(too long for a comment)
I think there is nothing happening modulo 5, at least not in a number-theoretical sense. It is first of all the visual impression because of the fact that most of the segments linking a point $P_n$ to $P_{n+5}$ have a slope close to 0 (about $-.06$), so they are geometrically closer than, say, $P_n$ and $P_{n+6}$, meaning that we easily perceive those patterns as "almost horizontal" lines (depending on the scaling), slightly descending.
IMO what is more striking is the fact that the real parts show a "very close to linear" progression of about 1/17 from $P_n$ to $P_{n+1}$, and that every 5 of them (from time to time 6), the imaginary part, usually increasing, "jumps" back to the bottom. The top points (11, 32, 53, ...) are 21 apart (from time to time 26), with the points 116, 184, 231..., which "should" be on top but cause a distance 26 instead of 21, jumping even lower.
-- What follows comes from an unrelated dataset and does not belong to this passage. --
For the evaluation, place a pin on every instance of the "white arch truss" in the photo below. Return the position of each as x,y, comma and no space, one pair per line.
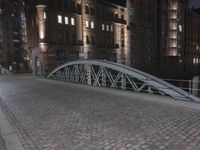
112,75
This reminds me a lot of what happens when projecting a sinusoidal curve wrapped around a cylinder (Lissajous curves): If you choose points on the sinus curve with linearly progressing x-coordinates, their projections will behave very similarly as the $P_n$'s here.
There should be some constant $\approx 5.2$ for the average period of the jumps, and so the main question would be how to find this constant, which does not seem to be related to $\frac{\pi e}2$.